Picks him self up real well over those jumps.
Really polished too.

Ha. And people say that quarter horses are hopeless THINK AGAIN!
I dont like it when people say nasty things about breeds because i dont know.

Its mean.

You two look great!


----------



## Sara (Jul 6, 2007)

I'd like to see your back straighter and head up, looking out between his ears. At this angle, those are the only things that stand out to me. Your horse is a neat jumper.


----------



## 3days3ways (Feb 23, 2007)

like other poeple said, its hard to tell with this angle but it looks like your lower leg has slipped back due to reaching for a too long stirrup leather- just shorten it up a hole and you'll do great! you already look really good


----------



## joseylovesrain123 (May 23, 2007)

it could just be the angle of the photo, but the horses knees dont look even. i've been told that that is something the judges are looking for. *even knees*
your horse is very cute i love his face. he looks like he likes to jump and you two look great. 
lol Go Quarter Horses!!!!


----------



## *SayAnything (Jul 23, 2007)

i would like to see you looking up a little more. 
i cant really tell, but from the looks of the pics, your leg has slid back a little, and you are kind of resting on his neck.

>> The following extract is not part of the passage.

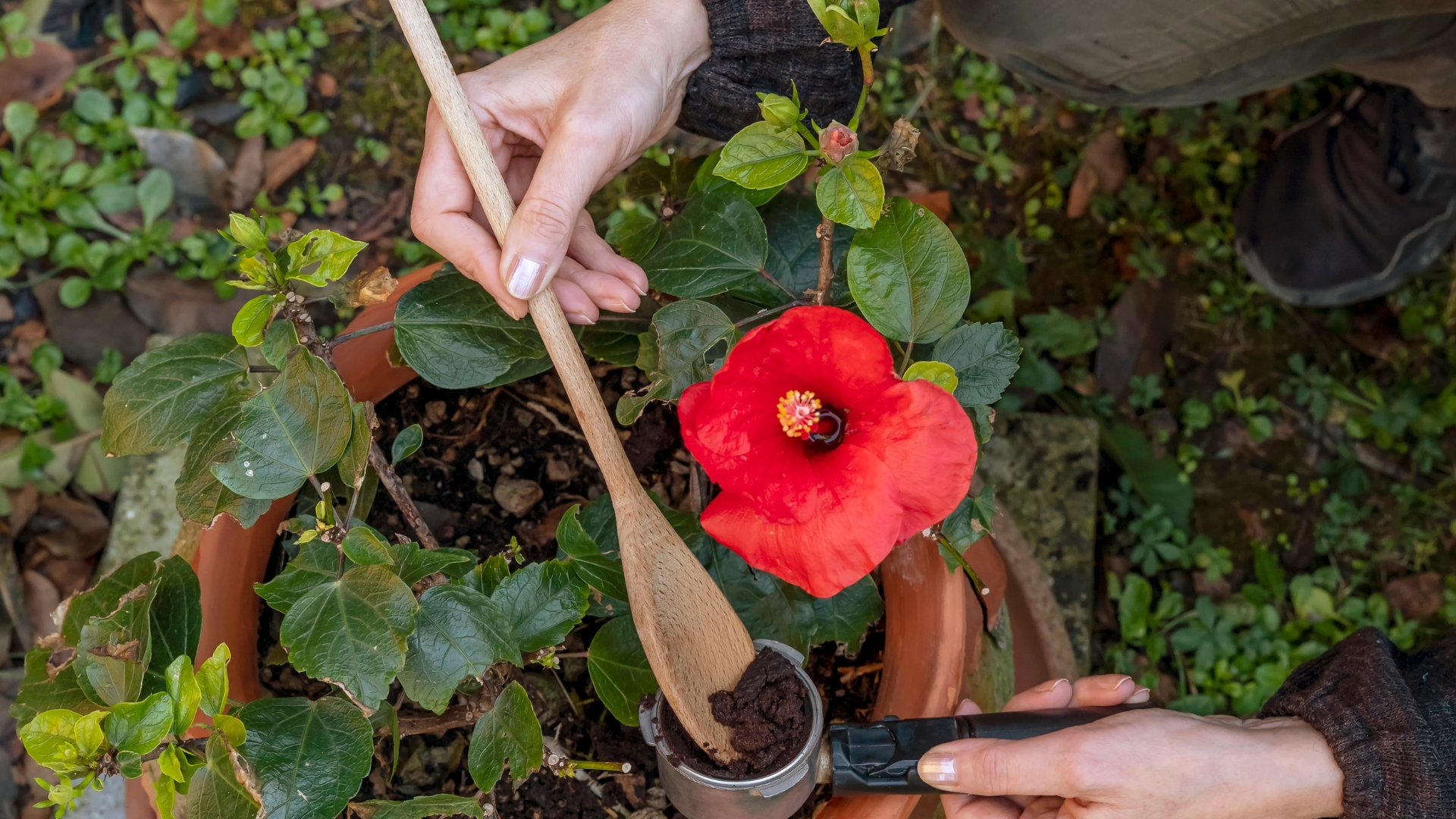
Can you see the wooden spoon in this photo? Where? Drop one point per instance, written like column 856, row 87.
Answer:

this is very common in the hunter world today.

i love your horse. (GO STOCK HORSES THAT JUMP!!)
it looks like hes leaning a little to the left, but that may have been how you approached the jump. he uses his neck//back well it looks like.


----------



## Eventer Gal (May 15, 2007)

8) Again that picture is really hard to critque, Qh i think are one of the better jumpers-naturaly. But the ones who are hugely solid don't do to good


----------



## Bourbon St. (May 25, 2007)

joseylovesrain123 said:


> it could just be the angle of the photo, but the horses knees dont look even. i've been told that that is something the judges are looking for. *even knees*
> your horse is very cute i love his face. he looks like he likes to jump and you two look great.
> lol Go Quarter Horses!!!!


He loves to jump.Its the angle the photographer took the pic I think.


----------



## Bourbon St. (May 25, 2007)

*SayAnything said:


> i would like to see you looking up a little more.
> i cant really tell, but from the looks of the pics, your leg has slid back a little, and you are kind of resting on his neck.
> 
> this is very common in the hunter world today.
> ...


Believe it or not he has a swayed back, but it doesn't effect his jumping ability.


----------